Besides the changes described above for the compatibility layer, we’ll need the following changes implemented in graph-node:

  1. Add the SDL definition for the @live directive.
  2. Consider dropping the broken GraphQL Subscription implementation and removing it from the schema (note: this is a breaking change).
  3. Improve the HTTP layer to support streamed responses based on the SSE protocol.

Query costs

To address the changes in the query execution flow with the new stream-based responses, The Graph Gateway will have to check for deterministic responses for every event emitted on the stream). This will also lead to a change in the way the Gateway calculates the query fees.

Still need to figure out this part of the GIP.

8 Likes

Would this mean that any user with an application open would separately receive the query or would it effectively be 1 push to all open clients? It seems from a query cost portion we would charge per client that the data was pushed to.

Has there been any discussion as to how a subgraph with multiple indexers would serve this (e.g. round robin, first come first serve etc.)?

hey @dotansimha thanks this is great! The @live pattern does seem like a good fit. I was wondering about the proposed implementation. Would it be possible to rely wholly on a graph-node implementation of the @live queries, with the Gateway acting more like a passthrough between the consumer and an indexer, rather than duplicating the functionality?
There are some edge cases to consider (e.g. if the indexer drops the connection), but I wonder if they could also be streamlined by some changes to graph-client.

A concern was raised at the R&D Retreat that live queries may not be a good fit for our protocol because live queries imply a long-lived relationship between a consumer and an indexer.

I’m surfacing this concern in case it resonates with someone who would like to defend that stance. This concern doesn’t resonate with me, though, because the typical use-case would be for UI’s to auto-refresh for a few minutes. The “long-lived” nature of the request is opt-in, presumably cancelable, and any consumer uncomfortable with that could use polling. If connections lived for months, maybe this would be a concern for me, but the default behavior of the library could be to reconnect every hour or something. Assuming Ethereum block times, 1 hour would be a commitment equal to about ~250 polls.

Interestingly, the proposed architecture of having a Gateway turn a subscription into a series of polls alleviates this concern in the short term since the gateway would select an indexer with each poll.

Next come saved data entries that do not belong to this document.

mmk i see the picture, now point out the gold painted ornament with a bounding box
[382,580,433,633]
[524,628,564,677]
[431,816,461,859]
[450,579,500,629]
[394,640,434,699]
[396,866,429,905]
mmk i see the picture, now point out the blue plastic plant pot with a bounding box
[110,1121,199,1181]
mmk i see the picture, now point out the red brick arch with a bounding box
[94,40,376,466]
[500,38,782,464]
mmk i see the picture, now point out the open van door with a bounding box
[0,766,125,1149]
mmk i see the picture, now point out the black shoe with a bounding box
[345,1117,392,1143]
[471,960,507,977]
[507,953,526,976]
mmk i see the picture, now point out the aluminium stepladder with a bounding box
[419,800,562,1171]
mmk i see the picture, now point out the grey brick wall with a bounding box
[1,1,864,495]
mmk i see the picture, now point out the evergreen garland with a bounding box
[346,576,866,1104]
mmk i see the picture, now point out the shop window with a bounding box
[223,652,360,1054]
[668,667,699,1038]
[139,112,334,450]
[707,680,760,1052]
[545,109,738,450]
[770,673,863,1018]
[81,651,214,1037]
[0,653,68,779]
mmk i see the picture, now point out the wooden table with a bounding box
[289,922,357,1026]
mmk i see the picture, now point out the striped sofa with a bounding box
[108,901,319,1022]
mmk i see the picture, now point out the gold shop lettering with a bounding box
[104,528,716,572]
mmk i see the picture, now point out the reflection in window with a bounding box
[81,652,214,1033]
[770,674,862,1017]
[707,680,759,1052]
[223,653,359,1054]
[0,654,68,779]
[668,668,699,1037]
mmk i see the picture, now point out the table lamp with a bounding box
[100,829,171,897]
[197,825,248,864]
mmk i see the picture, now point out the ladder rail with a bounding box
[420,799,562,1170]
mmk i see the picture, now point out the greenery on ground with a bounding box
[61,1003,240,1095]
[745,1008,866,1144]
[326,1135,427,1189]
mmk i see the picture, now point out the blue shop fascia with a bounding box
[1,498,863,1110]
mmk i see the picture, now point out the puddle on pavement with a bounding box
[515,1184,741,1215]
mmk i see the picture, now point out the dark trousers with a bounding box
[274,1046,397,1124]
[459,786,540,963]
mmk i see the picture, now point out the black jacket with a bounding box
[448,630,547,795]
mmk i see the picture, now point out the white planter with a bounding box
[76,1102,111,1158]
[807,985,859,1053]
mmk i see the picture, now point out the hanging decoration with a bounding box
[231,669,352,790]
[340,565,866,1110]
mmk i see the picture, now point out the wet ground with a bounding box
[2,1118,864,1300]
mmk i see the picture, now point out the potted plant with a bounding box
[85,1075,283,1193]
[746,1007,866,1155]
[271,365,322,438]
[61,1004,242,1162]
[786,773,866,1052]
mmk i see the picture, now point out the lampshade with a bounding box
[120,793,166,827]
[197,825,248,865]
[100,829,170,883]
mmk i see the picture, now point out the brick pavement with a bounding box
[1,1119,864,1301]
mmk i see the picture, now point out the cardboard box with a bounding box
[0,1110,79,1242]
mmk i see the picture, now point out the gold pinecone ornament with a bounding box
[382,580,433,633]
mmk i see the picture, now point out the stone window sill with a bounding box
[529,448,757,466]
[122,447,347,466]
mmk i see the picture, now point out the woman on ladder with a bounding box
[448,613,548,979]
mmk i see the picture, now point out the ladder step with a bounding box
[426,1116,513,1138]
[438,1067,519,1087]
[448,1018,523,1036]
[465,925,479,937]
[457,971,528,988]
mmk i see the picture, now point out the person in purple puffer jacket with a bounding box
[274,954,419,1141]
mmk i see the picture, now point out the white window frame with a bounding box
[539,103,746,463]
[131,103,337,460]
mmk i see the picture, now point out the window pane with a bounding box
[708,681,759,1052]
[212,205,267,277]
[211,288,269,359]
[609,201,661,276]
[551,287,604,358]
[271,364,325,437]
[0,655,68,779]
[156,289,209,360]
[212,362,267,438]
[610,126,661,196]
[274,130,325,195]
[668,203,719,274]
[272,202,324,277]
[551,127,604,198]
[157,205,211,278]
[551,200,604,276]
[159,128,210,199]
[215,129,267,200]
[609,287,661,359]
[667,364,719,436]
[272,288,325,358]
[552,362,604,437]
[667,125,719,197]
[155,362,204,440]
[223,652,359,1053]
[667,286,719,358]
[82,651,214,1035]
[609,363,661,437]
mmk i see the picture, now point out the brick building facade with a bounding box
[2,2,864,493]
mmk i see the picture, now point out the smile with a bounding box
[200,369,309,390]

However, the question remains because of the implications of introducing the API if we transition to a world without the gateway role. My thinking on this has shifted in the last couple of years. Initially, the gateway role was designed to be deprecated once we could support things like payments, onboarding, and light clients in the browser. But now, I think gateways offer other valuable services that are harder to replicate. These include service discovery, cross-checking at scale, a holistic view of the world for indexer selection, etc. These require a lot of data to function well, and the gateway amortizes the costs effectively across many consumers.

1 Like

I think it would be more expedient to start by implementing as proposed in the GIP. Assuming that the graph-node implementation uses a library for diffing GraphQL that the Gateway can re-use, this should be relatively straightforward.

Unfortunately, a pass-through connection may not be straightforward. We would need to figure out

  • Payments: Can we stream payments on a one-way connection?
  • Fisherman cross-checking: Do we need to reconstruct the response without deltas to cross-check, or does a live query assume a new requestCID for the attestation that assumes the previous response somehow?
  • Indexer selection: Are there additional criteria for selecting indexers with subscriptions? Do we monitor the service and kill a subscription at some point to route it to a new indexer? Under what conditions?

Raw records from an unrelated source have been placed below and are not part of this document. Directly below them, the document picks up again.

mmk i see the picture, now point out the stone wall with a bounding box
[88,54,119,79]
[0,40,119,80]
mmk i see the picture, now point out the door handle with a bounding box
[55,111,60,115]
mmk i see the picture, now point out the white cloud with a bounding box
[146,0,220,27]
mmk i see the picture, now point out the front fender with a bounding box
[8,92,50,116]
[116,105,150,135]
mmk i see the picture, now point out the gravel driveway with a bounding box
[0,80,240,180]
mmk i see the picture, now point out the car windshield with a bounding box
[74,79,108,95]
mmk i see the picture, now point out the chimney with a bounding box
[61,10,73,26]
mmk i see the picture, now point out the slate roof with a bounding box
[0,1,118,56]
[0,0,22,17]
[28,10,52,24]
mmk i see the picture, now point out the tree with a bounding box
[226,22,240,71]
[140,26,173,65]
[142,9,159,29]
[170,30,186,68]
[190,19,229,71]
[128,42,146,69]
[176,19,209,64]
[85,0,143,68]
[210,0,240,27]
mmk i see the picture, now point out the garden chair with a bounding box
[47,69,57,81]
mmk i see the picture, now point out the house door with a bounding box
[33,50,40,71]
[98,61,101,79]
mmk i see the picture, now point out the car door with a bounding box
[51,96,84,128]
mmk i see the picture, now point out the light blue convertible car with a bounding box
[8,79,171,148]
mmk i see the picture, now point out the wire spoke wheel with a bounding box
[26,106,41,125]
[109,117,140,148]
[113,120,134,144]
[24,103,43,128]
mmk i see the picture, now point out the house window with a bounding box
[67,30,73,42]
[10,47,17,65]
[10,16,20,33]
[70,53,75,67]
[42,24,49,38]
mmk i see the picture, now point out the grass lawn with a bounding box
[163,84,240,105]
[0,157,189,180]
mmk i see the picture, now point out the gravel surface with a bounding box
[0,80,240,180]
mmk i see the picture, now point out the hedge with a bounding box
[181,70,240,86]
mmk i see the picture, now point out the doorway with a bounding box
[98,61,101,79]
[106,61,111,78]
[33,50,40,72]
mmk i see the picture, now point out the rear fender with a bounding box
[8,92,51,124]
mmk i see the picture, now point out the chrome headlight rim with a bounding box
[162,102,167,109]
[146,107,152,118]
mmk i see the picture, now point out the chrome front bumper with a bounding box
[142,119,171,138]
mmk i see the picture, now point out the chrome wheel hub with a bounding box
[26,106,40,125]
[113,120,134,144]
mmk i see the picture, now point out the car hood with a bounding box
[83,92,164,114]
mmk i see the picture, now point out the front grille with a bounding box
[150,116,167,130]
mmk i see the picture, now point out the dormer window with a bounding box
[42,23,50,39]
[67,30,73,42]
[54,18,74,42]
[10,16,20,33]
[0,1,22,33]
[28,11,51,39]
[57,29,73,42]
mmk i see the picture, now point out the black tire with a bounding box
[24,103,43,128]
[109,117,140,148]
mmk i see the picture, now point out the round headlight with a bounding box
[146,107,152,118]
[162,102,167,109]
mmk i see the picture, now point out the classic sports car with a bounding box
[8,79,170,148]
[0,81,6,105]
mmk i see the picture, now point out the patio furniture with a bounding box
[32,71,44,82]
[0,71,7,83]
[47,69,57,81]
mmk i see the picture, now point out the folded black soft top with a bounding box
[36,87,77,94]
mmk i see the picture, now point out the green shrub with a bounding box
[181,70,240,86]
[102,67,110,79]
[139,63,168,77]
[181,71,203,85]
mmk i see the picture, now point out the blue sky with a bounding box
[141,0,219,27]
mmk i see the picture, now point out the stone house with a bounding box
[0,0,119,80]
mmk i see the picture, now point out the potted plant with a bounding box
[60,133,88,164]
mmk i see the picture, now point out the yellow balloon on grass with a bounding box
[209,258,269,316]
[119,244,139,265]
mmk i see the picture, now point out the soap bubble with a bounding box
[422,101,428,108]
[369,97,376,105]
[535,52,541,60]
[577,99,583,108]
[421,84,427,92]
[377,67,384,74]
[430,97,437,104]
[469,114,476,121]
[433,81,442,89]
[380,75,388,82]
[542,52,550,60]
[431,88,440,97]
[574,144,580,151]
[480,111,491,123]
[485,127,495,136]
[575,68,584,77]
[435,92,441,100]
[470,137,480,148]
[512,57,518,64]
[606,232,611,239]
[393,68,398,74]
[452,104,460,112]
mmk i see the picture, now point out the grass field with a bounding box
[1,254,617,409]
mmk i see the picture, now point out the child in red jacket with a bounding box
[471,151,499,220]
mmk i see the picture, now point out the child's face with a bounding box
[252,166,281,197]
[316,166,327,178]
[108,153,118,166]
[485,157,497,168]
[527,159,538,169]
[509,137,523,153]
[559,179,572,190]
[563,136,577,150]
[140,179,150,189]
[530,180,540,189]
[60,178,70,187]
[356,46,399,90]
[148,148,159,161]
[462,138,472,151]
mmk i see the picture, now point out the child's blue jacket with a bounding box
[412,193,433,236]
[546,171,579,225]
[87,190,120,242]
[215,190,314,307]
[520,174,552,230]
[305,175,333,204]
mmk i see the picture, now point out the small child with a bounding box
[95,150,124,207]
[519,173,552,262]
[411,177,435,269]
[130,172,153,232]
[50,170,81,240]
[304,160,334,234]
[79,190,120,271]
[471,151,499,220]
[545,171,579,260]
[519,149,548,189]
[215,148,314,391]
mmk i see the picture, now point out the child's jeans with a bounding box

These may all be possible, but it feels like the bigger lift compared to a polling loop in the gateway.

I think given those concerns, if all the Gateway is to do is identify the “live” parts of the query, and then poll indexers and checking the returned data vs. what it has seen before, my preference would be to implement live queries purely as part of the Graph Client, rather than in the Gateway. This would mean more network requests in aggregate, but removes the need for anything stateful.

I am pretty strongly against adding more functionality to the Gateway except where absolutely necessary, and I am not sure what polling in the Gateway does to improve the experience here, apart from maybe reducing latency (saving a hop from client to gateway).

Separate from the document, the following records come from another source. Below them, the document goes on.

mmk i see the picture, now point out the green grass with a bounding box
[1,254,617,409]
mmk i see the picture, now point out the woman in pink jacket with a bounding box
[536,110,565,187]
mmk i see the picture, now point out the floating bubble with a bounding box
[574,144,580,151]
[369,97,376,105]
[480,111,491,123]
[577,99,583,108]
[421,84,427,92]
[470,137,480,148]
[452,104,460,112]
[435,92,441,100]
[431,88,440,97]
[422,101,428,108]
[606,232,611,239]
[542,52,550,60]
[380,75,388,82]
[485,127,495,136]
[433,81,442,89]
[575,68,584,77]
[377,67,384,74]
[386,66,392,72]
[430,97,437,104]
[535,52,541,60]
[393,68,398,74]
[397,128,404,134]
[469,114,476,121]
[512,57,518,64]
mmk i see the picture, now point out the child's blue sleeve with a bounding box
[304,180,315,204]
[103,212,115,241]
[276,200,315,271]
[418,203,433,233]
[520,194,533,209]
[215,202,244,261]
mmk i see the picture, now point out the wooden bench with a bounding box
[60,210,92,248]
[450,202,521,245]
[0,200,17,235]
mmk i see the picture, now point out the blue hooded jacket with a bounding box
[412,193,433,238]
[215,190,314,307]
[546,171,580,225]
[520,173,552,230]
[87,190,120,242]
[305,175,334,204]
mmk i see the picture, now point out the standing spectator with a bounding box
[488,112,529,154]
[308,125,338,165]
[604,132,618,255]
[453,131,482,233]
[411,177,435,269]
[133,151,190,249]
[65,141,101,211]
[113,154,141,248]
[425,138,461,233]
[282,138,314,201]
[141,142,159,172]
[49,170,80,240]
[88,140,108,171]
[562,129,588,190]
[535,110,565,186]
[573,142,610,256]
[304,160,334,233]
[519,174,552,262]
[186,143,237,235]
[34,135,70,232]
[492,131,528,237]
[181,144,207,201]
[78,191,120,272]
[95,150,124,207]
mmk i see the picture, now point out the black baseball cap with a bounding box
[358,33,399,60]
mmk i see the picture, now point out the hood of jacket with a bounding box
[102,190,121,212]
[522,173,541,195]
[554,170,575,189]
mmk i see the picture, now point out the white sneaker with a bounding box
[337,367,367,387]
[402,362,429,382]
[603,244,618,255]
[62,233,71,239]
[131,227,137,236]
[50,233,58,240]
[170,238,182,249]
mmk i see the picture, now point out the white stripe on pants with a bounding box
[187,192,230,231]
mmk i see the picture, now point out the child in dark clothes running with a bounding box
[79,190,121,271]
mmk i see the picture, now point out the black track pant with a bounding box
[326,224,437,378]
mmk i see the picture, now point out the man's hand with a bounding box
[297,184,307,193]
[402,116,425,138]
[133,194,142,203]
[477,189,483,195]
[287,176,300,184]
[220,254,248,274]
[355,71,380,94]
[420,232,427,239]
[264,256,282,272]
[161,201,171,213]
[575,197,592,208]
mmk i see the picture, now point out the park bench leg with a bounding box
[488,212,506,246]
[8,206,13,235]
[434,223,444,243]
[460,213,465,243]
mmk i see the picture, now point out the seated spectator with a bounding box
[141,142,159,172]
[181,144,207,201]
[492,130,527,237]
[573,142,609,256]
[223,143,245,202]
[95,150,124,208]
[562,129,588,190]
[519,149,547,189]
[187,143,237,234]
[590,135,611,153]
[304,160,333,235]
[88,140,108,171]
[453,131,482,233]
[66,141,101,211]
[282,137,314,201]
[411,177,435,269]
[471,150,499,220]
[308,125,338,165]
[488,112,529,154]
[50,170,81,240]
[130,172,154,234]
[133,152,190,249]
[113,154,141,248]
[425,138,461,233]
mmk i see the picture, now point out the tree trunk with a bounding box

I also feel like the Fisherman’s ability to cross-check and validate things is harder (and not discussed on the GIP), if there is this additional logic on the Gateway, between the client and the indexer.

Interested in your thoughts on that idea @dotansimha

2 Likes

We start experimenting with adding @live directly in graph-client, and just handle polling there. This seems to work pretty well, and the consumer can decide on the polling rate and what to watch.
I think shipping now with graph-client might be simpler and create a lot of value with lower complexity or major changes in graph-node/gateway.

5 Likes